Um grande físico teórico do século XX
(que alguns equiparam, em grandeza, a Einstein), costumava prevenir alunos e
colegas que tudo quanto ele dizia, devia sempre ser tomado como pergunta e não
como afirmação. Ora, sendo o território da ciência constituído por areias muito
menos movediças do que o território da literatura, e tendo os cientistas tantas
incertezas, que pensar dos literatos que têm tantas certezas? As certezas bem
marteladas, acerca da solidez de edifícios assentes em pilares de duvidosa
resistência, inculcam sempre um défice de inteligência, nos portadores de tais
certezas.
Os poetas têm dito, ao longo dos
séculos, as coisas mais diversas sobre o que faz a boa poesia, sobre o que é um
bom poema, qual, para eles, é o poema favorito. Depois de uma viagem, sempre
interessante, por esse território de definições e escolhas, fica-se no final,
mais inseguro do que antes do começo da viagem.
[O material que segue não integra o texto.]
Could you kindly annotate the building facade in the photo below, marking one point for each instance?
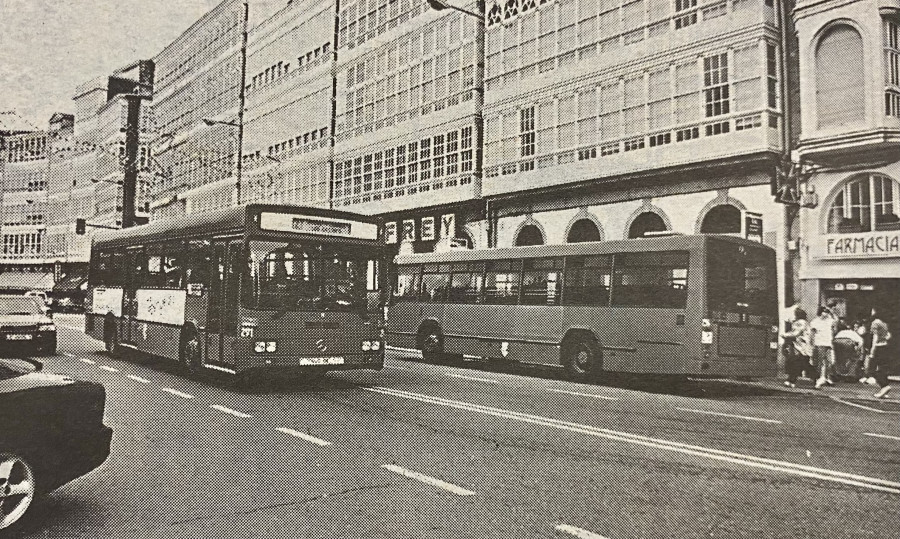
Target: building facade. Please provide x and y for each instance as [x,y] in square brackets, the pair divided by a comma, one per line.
[849,243]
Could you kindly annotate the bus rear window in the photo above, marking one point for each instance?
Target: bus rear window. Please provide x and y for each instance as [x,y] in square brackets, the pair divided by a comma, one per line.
[740,279]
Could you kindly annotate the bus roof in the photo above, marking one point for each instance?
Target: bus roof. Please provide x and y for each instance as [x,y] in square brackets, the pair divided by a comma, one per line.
[218,222]
[664,243]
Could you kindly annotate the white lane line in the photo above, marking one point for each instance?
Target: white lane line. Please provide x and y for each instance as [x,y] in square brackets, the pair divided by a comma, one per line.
[177,393]
[449,487]
[885,436]
[747,417]
[604,397]
[235,413]
[855,405]
[304,436]
[474,378]
[218,368]
[792,468]
[578,532]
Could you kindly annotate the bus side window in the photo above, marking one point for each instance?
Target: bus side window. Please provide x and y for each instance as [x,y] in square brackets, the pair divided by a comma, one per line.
[651,279]
[198,261]
[435,282]
[587,280]
[541,281]
[501,282]
[407,288]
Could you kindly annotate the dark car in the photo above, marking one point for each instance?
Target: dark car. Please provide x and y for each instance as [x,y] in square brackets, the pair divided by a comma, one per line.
[26,326]
[51,432]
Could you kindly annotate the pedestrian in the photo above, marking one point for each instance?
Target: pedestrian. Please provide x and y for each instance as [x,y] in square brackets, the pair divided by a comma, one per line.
[822,335]
[799,348]
[847,348]
[880,362]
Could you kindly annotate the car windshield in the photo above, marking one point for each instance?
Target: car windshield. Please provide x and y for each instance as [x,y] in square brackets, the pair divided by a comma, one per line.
[741,279]
[19,306]
[11,368]
[306,276]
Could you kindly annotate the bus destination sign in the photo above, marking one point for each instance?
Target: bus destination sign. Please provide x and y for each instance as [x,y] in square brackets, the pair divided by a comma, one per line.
[324,226]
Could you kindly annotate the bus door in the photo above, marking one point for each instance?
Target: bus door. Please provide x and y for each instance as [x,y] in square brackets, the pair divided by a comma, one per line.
[223,301]
[135,261]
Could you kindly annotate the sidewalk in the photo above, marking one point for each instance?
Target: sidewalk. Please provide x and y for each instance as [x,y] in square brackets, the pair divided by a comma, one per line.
[842,390]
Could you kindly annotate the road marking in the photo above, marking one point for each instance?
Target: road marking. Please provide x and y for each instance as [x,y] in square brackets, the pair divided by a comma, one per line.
[578,532]
[747,417]
[876,435]
[304,436]
[235,413]
[604,397]
[177,393]
[801,470]
[449,487]
[855,405]
[474,378]
[218,368]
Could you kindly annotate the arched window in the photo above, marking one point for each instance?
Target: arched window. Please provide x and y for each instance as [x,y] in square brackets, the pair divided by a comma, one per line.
[529,235]
[840,90]
[646,222]
[722,219]
[865,203]
[583,230]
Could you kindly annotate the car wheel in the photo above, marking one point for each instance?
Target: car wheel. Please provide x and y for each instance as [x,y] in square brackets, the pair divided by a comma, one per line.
[192,351]
[17,489]
[581,359]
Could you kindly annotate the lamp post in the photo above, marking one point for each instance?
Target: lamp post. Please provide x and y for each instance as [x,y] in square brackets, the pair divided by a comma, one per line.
[478,143]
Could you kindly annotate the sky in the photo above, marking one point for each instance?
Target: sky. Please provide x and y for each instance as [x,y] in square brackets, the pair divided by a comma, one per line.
[49,47]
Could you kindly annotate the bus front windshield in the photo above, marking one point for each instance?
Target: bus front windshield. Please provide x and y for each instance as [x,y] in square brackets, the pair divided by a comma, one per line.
[741,279]
[305,276]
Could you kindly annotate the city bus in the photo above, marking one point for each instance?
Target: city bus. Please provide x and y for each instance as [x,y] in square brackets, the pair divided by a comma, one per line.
[249,287]
[698,305]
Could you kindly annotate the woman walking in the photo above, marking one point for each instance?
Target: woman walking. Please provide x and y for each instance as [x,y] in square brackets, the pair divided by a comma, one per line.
[799,348]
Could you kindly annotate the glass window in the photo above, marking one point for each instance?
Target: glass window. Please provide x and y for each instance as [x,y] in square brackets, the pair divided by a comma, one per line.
[587,280]
[501,282]
[651,279]
[542,281]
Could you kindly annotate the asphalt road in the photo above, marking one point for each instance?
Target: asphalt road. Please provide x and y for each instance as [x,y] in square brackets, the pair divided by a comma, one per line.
[430,451]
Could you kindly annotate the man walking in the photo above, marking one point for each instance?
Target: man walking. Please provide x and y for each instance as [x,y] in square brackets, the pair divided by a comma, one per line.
[822,332]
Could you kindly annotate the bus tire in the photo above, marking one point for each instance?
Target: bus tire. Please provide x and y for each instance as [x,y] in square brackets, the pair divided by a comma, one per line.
[582,358]
[190,351]
[430,341]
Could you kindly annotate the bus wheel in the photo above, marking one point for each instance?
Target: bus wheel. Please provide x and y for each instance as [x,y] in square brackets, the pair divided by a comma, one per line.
[191,350]
[581,359]
[431,343]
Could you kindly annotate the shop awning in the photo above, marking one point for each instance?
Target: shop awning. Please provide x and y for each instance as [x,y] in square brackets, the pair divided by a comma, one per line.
[70,283]
[25,281]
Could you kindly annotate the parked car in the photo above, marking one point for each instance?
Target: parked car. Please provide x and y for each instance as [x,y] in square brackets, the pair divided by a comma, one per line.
[26,326]
[52,432]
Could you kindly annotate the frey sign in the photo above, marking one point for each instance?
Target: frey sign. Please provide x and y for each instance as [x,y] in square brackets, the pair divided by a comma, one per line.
[862,245]
[424,229]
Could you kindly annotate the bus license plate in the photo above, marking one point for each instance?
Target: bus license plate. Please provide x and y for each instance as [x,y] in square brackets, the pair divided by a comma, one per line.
[337,360]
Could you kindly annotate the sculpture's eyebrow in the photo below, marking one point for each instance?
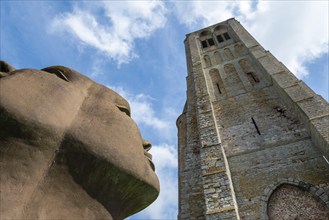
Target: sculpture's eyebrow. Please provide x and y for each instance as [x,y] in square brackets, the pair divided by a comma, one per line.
[124,109]
[57,72]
O belo poeta brasileiro, Mário
Quintana (que traduziu, para o Brasil, o grande romance de Proust), disse esta
coisa intensa, sugestiva, mas que deixa de fora muita boa poesia que admiramos:
que um bom poema é aquele que nos dá a impressão de que é ele que nos está a ler
e não nós a ele.
Paul Celan diz uma coisa igualmente
bela e sugestiva, mas que não cobre, nem de longe, muito boa poesia: “Um poema
é uma espécie de regresso a casa.”
Cada vez mais, penso que ainda o mais
adequado, nestas matérias, é a humildade. A alguém a quem perguntaram qual o
seu poema favorito, respondeu: “Quando vier a primavera”, de Pessoa.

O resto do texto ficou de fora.